Er lief weiter die Mauer entlang in Richtung der großen Tür des Trockenofens. Mit gezogener Waffe näherte er sich ihr von der anderen Seite, dann sprang er an der Tür vorbei, gelangte auf die andere Seite und zog sie auf, während er sie gleichzeitig als Schutzschild gegen möglichen Beschuss nutzte.
Aber da war nichts außer dem lauten Quietschen von rostigem Eisen, und als er mit der Taschenlampe im Inneren des Hopfen-Trockenofens umherleuchtete, war niemand da.
Die Wände waren von Ruß geschwärzt, der Boden mit Essensresten übersät. In einer Ecke stand ein Eimer. Fesseln waren in die Wände getrieben worden, auf dem versengten Ziegelboden darunter waren ein paar kleine Blutflecke zu erkennen. In einer Ecke lag eine zerwühlte schmutzige Decke ohne Matratze. In einer anderen Ecke lag altes blutiges Verbandszeug. Dies war offenkundig Tristrams vorübergehendes Gefängnis gewesen.
Mit penibler Sorgfalt durchstöberte Pendergast den Müll und steckte dabei hin und wieder etwas in ein Teströhrchen oder einen verschließbaren kleinen Beutel. Aber er fand nichts Interessantes.

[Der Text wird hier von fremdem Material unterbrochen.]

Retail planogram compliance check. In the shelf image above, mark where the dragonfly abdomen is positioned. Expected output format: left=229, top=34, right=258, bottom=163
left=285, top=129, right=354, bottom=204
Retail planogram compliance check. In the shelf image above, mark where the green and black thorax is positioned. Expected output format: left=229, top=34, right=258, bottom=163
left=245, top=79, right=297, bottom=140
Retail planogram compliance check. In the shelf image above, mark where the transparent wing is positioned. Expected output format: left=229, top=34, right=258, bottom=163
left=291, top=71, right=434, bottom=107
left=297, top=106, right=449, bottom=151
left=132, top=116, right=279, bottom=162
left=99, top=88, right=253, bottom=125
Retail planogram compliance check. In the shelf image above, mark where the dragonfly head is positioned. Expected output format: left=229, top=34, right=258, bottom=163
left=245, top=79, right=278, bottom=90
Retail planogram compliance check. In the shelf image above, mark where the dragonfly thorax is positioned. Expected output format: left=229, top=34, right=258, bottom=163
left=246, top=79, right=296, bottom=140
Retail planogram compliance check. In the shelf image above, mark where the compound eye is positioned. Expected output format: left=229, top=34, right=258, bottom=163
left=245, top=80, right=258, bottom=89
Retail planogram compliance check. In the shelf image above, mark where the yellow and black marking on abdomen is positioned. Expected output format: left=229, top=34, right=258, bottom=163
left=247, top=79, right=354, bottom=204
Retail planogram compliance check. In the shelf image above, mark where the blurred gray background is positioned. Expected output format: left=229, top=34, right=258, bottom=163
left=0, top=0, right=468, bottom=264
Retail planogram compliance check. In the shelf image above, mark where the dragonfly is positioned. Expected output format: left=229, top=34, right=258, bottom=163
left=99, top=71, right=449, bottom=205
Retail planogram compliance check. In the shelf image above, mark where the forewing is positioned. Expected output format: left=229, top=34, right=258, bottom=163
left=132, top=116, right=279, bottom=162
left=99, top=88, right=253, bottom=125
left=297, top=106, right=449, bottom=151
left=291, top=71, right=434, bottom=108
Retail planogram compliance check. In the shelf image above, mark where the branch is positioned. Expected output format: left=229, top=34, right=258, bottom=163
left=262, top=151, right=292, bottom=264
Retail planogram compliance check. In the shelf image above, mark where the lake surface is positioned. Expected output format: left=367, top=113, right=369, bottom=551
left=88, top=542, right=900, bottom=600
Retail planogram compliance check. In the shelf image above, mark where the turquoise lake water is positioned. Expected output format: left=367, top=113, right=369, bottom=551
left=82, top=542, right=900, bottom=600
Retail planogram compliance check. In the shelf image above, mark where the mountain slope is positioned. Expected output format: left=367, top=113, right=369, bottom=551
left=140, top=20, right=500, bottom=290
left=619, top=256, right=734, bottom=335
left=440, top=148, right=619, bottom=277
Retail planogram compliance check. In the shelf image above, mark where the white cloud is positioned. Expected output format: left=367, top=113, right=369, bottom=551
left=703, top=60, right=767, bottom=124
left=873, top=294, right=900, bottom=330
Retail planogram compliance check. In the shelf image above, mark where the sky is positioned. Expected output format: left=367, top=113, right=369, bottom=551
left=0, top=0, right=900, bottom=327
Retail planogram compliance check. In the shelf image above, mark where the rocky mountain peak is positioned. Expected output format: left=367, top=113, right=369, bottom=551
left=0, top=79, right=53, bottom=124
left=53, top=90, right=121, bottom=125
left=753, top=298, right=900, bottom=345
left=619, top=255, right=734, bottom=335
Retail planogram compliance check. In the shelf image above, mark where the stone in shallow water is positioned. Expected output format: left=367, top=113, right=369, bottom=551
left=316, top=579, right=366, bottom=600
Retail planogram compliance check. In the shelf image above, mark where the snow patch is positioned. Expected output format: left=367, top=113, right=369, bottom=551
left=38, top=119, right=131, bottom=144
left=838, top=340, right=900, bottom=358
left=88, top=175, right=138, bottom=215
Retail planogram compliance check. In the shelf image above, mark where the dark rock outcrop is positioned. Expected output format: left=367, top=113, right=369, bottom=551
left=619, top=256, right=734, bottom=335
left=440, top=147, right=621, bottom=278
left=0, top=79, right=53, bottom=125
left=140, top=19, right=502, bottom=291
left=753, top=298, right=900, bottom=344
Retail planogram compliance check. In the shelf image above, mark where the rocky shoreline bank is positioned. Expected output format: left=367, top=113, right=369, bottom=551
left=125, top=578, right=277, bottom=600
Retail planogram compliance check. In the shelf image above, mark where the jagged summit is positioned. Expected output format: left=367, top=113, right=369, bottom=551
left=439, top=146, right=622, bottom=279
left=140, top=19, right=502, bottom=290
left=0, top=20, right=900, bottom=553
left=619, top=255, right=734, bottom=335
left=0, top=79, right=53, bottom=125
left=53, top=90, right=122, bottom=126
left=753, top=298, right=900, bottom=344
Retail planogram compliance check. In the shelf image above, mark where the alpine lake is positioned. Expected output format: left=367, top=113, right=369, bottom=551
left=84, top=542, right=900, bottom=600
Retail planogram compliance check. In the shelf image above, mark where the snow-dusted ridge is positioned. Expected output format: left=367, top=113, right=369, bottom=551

Zurück im großen Raum, begann er das Areal gründlich zu erforschen. In einer Nische fand er den Ort, wo Alban vermutlich gehaust hatte: eine Pritsche, ein leerer Überseekoffer, ein sauberer Eimer. Er durchsuchte das Areal, aber es war sorgfältig gereinigt worden.
Sie hatten gewusst, dass er kommen würde – und hatten das Versteck verlassen.
In einer anderen Nische stand ein Tisch aus unbearbeitetem Sperrholz, auf dem eine elektrische Herdplatte, eine Zehn-Dollar-Kaffeemaschine und ein Becher standen. Pendergast leuchtete mit der Taschenlampe auf den Boden und folgte dem Netz von Fußabdrücken in Staub und Schmutz hierhin und dorthin, um weitere Areale zu suchen, die möglicherweise genutzt worden waren. Als das nichts ergab, stieg er auf den wackligen Metallstufen zum Laufsteg hinauf, ging darauf entlang und suchte dabei nach verborgenen Räumen. Nichts.
Noch einmal durchsuchte er Albans Nische. Als Nächstes sah er sich den Tisch genauer an. Die unbearbeitete, nicht versiegelte Oberfläche war mit Kaffeeflecken und -ringen übersät. Er hielt die Taschenlampe an einen Tischrand und begann, aus unterschiedlichen Winkeln auf die Oberfläche zu leuchten. Beim vierten Versuch erhellte der Lichtstrahl irgendwelche schwachen Schriftspuren auf der weichen Sperrholzoberfläche. Dabei fiel ihm der Abdruck von einem Wort auf, das zweimal unterstrichen war. Pendergast legte die Taschenlampe auf den Tisch, zog ein Blatt Papier und einen Bleistift aus der Anzugjacke, legte das Papier auf die Schriftspuren und rieb ganz leicht mit der Seite des Bleistifts darüber. Langsam erschienen da und dort Bruchstücke von Buchstaben. Auf einem gesonderten Blatt Papier notierte er sich die Buchstaben, wobei er diejenigen ausließ, die zu schwach ausgeprägt waren, als dass er sie entziffern konnte. Er versuchte, in mehreren Richtungen zu reiben, wobei er jedes Mal einen etwas anderen Blick auf die Buchstaben bekam, bis er fünf von den acht lesen konnte.
BE _ _ _ EST
Er untersuchte den Abrieb mit einer Lupe, untersuchte den Tisch selbst und konnte schließlich einen weiteren Buchstaben hinzufügen.
BE _ A _ EST
Lange schaute er auf das Blatt Papier. Und dann, mit einer raschen Bewegung des Bleistifts, vervollständigte er das Wort.